When “Christian” comes to identify a demographic or becomes a tribal label, a commitment to any reasonable understanding of a Christian ethic is missing. Furthermore, the very radical inclusiveness and openness of the Gospel message resists any attempt to fashion an identifiably Christian nation. In her recent essay “A Proof, a Test, and Instruction,” Robinson suggests that the history of those who first came to the New World seeking freedom from religious tyranny and oppression should give anyone who desires America to be a “Christian nation” pause.

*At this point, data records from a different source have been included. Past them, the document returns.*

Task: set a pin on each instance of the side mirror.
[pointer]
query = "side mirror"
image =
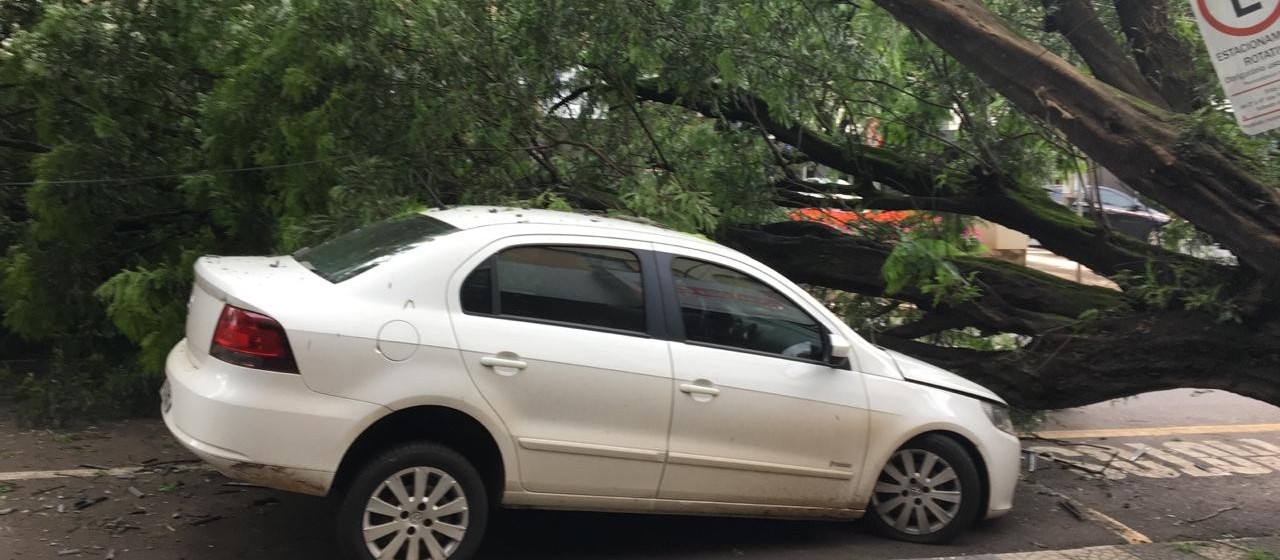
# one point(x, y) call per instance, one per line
point(837, 350)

It is apparent that in the minds and imaginations of many who profess to be Christians, thinking about who the real Christians are has been going on for some time. In a nation as diverse as ours, a continuing experiment in seeking to build one out of many, the conflicting and often exclusive doctrines, dogmas, and agendas that divide sects into “more Christian than you” tribes are destructive both to our best dreams as a nation and to the very faith that, at its heart, welcomes all.

There is something very attractive about tribalism, about the strong sense of belonging that accompanies being crystal clear both about the boundaries between “us” and “them.” Christianity, however, is difficult for a number of reasons, not the least being because it is contrary to our crudest instincts. Directives ranging from “the first will be last” to “judge not” and “turn the other cheek” rub against the grain of what we consider human nature, and yet it is this ethic that refuses and makes tribal identity impossible.

Citizens of the United States should be grateful that the founders of our country sought to prevent the fusion of religious and nationalistic exclusivity. Those who seek to be Christian in more than name should pray that the United States never becomes a Christian nation.